4. Certains cliniciens à l'esprit chagrin contestent l' affirmation de Monsieur Sarkozy lors de son discours du 2 décembre associant schizophrénie et dangérosité. Ils passent sous silence la vraie tendresse que le Président a montrée en affirmant: "mon propos n'est pas de dire que la seule solution est l'enfermement, encore moins l'enfermement à vie". Et pourtant Il sait combien la "violence" est"éruptive, imprévisible", combien "des patients peuvent soudainement devenir dangereux". Voila qui est clair et net: certaines personnes hospitalisées en service psychiatrique pourront un jour, si tout s'est bien passé, sous conditions, éventuellement sortir du suivi psychiatrique obligatoire. Disons-le tout net: ça aurait pu être pire, car la population a peur, très peur, la situation étant difficile, très difficile; les gens exigent donc de plus en plus de répression, c'est ainsi; et il faut bien le courage de Monsieur Sarkozy pour aller à contre-courant de cette façon.

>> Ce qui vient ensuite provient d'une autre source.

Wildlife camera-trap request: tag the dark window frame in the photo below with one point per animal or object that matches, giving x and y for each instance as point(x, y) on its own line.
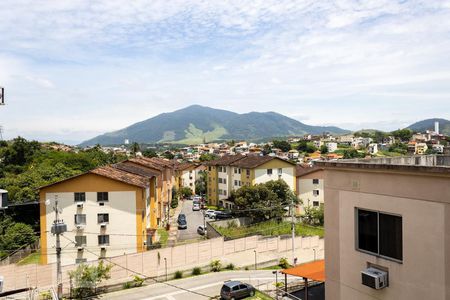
point(101, 197)
point(102, 214)
point(378, 253)
point(80, 195)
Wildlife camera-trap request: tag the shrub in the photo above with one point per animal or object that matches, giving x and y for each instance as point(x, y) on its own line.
point(196, 271)
point(127, 285)
point(178, 275)
point(284, 263)
point(216, 265)
point(138, 281)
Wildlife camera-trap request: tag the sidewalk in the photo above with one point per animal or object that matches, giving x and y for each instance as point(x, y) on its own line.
point(173, 232)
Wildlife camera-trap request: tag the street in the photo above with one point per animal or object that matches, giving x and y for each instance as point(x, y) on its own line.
point(194, 219)
point(198, 287)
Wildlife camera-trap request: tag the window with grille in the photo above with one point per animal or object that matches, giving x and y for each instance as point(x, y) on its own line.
point(80, 197)
point(102, 196)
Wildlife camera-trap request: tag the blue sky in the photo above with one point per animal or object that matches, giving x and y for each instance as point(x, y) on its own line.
point(75, 69)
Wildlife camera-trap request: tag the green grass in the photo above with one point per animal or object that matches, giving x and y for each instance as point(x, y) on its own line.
point(270, 228)
point(260, 296)
point(163, 236)
point(33, 258)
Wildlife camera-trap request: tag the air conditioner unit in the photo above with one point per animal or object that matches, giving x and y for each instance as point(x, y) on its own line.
point(374, 278)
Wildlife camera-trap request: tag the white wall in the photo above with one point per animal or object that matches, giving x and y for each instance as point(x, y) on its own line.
point(121, 208)
point(287, 175)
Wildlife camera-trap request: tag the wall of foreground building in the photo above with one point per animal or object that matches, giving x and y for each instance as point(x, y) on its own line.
point(240, 252)
point(423, 201)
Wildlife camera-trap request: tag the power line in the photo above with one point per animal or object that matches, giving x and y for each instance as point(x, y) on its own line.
point(138, 273)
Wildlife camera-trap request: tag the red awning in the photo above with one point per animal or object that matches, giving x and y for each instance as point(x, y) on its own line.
point(313, 270)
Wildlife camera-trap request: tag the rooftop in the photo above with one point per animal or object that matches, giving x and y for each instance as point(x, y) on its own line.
point(416, 163)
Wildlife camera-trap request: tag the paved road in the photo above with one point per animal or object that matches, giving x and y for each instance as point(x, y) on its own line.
point(193, 288)
point(194, 219)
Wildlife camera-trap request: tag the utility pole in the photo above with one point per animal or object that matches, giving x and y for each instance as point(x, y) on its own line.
point(293, 232)
point(58, 228)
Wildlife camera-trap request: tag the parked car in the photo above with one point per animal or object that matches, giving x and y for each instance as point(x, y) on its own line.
point(182, 224)
point(201, 230)
point(236, 290)
point(196, 206)
point(181, 217)
point(221, 215)
point(210, 213)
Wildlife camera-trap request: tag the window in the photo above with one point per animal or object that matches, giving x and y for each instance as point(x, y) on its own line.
point(102, 196)
point(80, 240)
point(80, 219)
point(103, 239)
point(80, 260)
point(102, 218)
point(80, 197)
point(379, 233)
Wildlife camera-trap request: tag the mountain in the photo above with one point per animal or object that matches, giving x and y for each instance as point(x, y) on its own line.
point(422, 126)
point(195, 123)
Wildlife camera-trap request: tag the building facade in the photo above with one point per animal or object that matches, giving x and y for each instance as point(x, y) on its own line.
point(391, 214)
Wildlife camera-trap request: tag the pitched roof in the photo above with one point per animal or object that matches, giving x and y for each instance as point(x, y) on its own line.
point(304, 169)
point(224, 160)
point(147, 162)
point(122, 176)
point(136, 169)
point(253, 161)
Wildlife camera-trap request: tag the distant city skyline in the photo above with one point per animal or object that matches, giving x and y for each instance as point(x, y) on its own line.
point(73, 70)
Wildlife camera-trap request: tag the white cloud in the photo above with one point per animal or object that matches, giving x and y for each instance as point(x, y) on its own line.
point(99, 66)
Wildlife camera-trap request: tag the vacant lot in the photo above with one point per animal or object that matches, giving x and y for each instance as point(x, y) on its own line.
point(269, 228)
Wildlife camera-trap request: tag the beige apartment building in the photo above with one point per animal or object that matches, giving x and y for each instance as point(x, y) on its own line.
point(309, 181)
point(393, 215)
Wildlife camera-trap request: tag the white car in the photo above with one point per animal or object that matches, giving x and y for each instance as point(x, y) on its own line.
point(210, 213)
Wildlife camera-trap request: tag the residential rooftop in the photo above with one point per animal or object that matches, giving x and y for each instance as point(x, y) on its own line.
point(416, 163)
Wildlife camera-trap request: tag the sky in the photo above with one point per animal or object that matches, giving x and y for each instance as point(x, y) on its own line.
point(75, 69)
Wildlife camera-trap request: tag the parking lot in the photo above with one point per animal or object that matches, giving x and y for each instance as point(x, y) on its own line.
point(194, 219)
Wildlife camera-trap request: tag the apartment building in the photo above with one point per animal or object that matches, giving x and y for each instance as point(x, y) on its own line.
point(108, 212)
point(309, 186)
point(233, 171)
point(387, 228)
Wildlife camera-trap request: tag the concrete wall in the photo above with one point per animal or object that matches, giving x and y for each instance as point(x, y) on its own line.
point(422, 200)
point(240, 252)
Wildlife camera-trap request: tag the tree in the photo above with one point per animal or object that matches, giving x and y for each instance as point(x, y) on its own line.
point(304, 146)
point(15, 236)
point(282, 145)
point(403, 135)
point(135, 148)
point(86, 278)
point(185, 192)
point(263, 201)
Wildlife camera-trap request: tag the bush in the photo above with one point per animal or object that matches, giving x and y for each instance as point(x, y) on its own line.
point(196, 271)
point(216, 266)
point(127, 285)
point(284, 263)
point(178, 275)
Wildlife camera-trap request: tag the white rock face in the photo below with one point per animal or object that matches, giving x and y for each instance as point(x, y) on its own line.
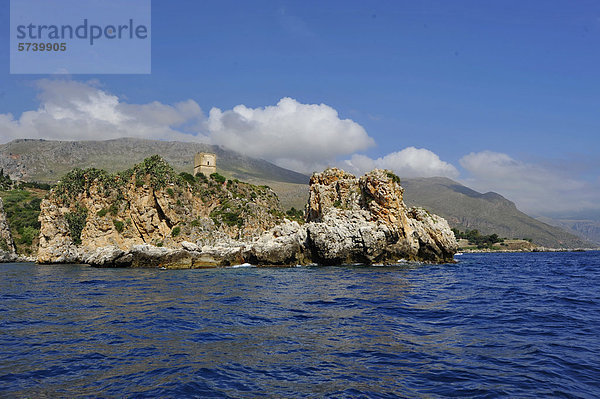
point(349, 220)
point(7, 246)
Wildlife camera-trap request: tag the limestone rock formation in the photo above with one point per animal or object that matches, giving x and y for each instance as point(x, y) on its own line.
point(149, 205)
point(7, 246)
point(149, 219)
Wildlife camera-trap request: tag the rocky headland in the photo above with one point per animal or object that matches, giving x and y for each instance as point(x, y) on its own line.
point(7, 246)
point(149, 216)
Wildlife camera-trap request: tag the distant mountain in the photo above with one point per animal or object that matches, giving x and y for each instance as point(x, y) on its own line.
point(586, 228)
point(47, 161)
point(489, 213)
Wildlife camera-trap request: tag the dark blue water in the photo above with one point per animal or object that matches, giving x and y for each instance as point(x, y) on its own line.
point(493, 325)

5. Sarkozy l'a dit: les directeurs d'hôpitaux psychiatriques seront des patrons avec beaucoup plus de pouvoirs; tous les personnels seront sans cesse évalués par des évaluateurs professionnels, comme dans toute enteprise digne de ce nom. Pourquoi en serait-il autrement? Les critères d'efficacité des entreprises capitalistes n'ont-ils pas été validés par toute l'expérience historique? La crise qui nous atteint tel un mal étrange mais ne devrait pas durer plus de quelques mois ne saurait en rien modifier cette vision de l'histoire.

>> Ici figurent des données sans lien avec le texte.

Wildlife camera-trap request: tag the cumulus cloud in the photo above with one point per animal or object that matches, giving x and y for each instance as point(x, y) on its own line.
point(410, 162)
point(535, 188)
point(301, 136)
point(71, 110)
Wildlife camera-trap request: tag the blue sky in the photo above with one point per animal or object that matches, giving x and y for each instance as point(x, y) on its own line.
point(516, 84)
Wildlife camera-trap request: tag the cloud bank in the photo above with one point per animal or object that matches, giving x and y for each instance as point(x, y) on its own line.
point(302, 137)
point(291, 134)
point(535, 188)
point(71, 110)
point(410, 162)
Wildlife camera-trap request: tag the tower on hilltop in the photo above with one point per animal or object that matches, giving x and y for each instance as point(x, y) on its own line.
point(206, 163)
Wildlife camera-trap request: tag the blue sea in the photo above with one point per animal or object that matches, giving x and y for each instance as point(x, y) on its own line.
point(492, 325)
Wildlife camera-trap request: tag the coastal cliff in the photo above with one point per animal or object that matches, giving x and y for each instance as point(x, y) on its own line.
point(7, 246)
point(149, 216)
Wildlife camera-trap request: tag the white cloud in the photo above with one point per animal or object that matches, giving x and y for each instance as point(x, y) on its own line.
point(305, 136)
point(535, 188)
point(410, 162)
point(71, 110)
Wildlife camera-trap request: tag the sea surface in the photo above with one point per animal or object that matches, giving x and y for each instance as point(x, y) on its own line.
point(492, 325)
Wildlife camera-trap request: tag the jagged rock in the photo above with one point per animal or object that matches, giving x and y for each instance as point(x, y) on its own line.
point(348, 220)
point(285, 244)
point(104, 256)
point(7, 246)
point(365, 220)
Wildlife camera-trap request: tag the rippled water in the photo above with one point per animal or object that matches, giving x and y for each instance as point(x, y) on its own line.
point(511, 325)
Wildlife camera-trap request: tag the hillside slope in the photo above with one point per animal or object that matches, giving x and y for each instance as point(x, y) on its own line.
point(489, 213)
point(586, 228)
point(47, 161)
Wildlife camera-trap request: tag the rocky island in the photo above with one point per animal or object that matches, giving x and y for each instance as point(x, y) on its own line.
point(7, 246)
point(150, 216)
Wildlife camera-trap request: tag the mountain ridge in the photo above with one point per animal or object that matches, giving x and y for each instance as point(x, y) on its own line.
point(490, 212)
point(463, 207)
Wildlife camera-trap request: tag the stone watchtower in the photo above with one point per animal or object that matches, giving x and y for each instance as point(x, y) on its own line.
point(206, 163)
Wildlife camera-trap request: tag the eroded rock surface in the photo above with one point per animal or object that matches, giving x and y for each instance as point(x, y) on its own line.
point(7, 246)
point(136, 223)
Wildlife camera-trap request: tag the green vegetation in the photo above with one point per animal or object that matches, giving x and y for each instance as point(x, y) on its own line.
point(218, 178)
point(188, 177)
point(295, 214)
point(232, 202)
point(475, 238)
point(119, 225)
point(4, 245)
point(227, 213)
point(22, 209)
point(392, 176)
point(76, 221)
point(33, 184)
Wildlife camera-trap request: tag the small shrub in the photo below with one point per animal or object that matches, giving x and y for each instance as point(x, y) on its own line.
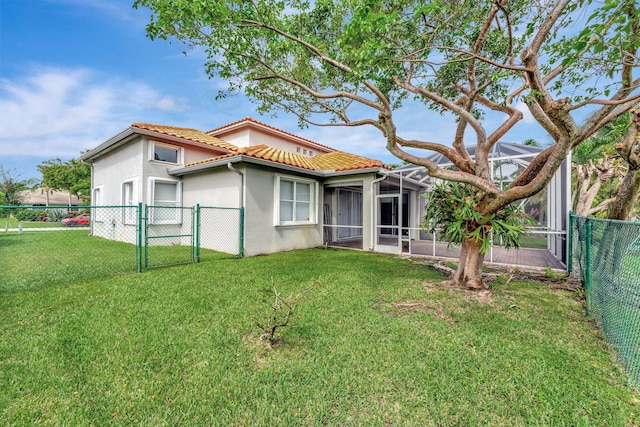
point(27, 215)
point(56, 215)
point(278, 315)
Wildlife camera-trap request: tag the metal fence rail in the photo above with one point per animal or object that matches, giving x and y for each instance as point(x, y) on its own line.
point(606, 255)
point(158, 235)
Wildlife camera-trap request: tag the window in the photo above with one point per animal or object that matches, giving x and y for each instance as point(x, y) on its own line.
point(166, 202)
point(295, 201)
point(129, 201)
point(166, 153)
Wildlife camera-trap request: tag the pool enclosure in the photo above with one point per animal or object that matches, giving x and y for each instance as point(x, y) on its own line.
point(385, 214)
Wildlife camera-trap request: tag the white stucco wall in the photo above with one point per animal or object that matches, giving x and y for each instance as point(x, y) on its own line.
point(261, 235)
point(219, 187)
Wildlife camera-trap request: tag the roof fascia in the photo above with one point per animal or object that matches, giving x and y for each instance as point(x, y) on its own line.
point(250, 124)
point(126, 137)
point(187, 170)
point(112, 143)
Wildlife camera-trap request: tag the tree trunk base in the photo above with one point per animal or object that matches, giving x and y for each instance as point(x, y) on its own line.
point(469, 272)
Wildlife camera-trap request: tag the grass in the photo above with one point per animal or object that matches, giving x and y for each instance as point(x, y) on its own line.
point(377, 340)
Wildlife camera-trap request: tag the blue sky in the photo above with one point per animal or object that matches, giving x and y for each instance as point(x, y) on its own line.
point(73, 73)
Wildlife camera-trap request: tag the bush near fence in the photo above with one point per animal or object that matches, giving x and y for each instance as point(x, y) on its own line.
point(606, 255)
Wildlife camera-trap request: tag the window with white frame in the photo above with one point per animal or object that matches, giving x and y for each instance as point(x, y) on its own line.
point(165, 196)
point(129, 201)
point(295, 201)
point(166, 153)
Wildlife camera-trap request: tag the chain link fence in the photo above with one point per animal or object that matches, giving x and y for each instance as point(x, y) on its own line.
point(606, 256)
point(221, 230)
point(85, 242)
point(169, 236)
point(46, 246)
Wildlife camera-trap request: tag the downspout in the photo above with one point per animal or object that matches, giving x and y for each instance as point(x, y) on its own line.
point(92, 195)
point(374, 203)
point(242, 212)
point(242, 183)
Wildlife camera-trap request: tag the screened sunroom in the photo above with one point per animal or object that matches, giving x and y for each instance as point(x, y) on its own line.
point(403, 195)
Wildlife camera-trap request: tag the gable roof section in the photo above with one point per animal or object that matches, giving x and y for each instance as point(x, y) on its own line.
point(170, 133)
point(186, 133)
point(337, 161)
point(248, 122)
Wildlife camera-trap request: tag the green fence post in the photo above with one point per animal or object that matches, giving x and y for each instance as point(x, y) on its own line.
point(241, 254)
point(570, 243)
point(197, 232)
point(587, 271)
point(139, 239)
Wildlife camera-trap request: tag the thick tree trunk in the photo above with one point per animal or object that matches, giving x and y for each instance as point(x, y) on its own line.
point(469, 272)
point(622, 207)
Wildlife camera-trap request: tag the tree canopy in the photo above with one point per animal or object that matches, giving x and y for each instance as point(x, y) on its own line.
point(71, 175)
point(570, 63)
point(11, 187)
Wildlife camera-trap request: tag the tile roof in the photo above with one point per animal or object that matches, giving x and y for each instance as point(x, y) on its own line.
point(249, 120)
point(186, 133)
point(342, 161)
point(335, 161)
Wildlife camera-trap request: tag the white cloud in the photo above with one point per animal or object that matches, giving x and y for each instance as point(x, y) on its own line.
point(60, 112)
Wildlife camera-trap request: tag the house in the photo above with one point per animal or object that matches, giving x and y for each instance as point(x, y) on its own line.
point(290, 187)
point(295, 193)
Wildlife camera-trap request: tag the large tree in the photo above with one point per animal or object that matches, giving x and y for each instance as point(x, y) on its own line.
point(355, 63)
point(71, 175)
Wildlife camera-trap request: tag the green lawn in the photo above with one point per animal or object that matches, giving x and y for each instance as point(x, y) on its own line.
point(376, 341)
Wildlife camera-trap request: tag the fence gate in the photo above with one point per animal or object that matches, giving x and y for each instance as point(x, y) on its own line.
point(169, 235)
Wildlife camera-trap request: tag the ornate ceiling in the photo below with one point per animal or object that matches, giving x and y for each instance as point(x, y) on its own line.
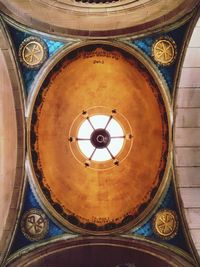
point(94, 131)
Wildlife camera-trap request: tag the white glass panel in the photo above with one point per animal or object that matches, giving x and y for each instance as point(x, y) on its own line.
point(86, 148)
point(85, 130)
point(116, 145)
point(114, 128)
point(99, 121)
point(101, 155)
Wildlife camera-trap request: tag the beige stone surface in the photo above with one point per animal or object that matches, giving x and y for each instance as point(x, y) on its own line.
point(72, 18)
point(8, 143)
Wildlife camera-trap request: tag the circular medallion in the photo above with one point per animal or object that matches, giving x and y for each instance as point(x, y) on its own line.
point(34, 224)
point(103, 141)
point(164, 51)
point(98, 142)
point(33, 52)
point(165, 224)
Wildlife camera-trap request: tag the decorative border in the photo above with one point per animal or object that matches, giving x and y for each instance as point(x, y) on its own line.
point(172, 42)
point(174, 232)
point(45, 51)
point(23, 225)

6. Le 2 décembre, Sarkozy a dit: "je comprends parfaitement que le malade est une personne humaine". Puis il a parlé d'une "trilogie", de trois lieux entre lesquels circulent ces "personnes humaines": "la prison, la rue, l'hôpital". Ce qui montre bien que notre Président ne veut pas cantonner ces personnes à l'hôpital comme on a voulu abusivement le lui faire dire. Il y a aussi la prison -où l'on se suicide un peu souvent- et la rue où l'on peut mourir de froid-ou de chaud, c'est selon. Mais l'essentiel n'est-il pas que notre très pressé Président ait bien voulu accorder quelques heures de son temps pour s'intéresser à ces "personnes humaines". Il a ainsi montré qu'il n'était pas exclusivement soucieux du sort des milliardaires, ces fabuleux créateurs de richesses.

A cet historique discours de Monsieur Sarkozy du 2 décembre, nous ne pouvons que répondre: merci pout tout, Chef suprême.

C'est sincère et ça ne peut pas nuire à une carrière.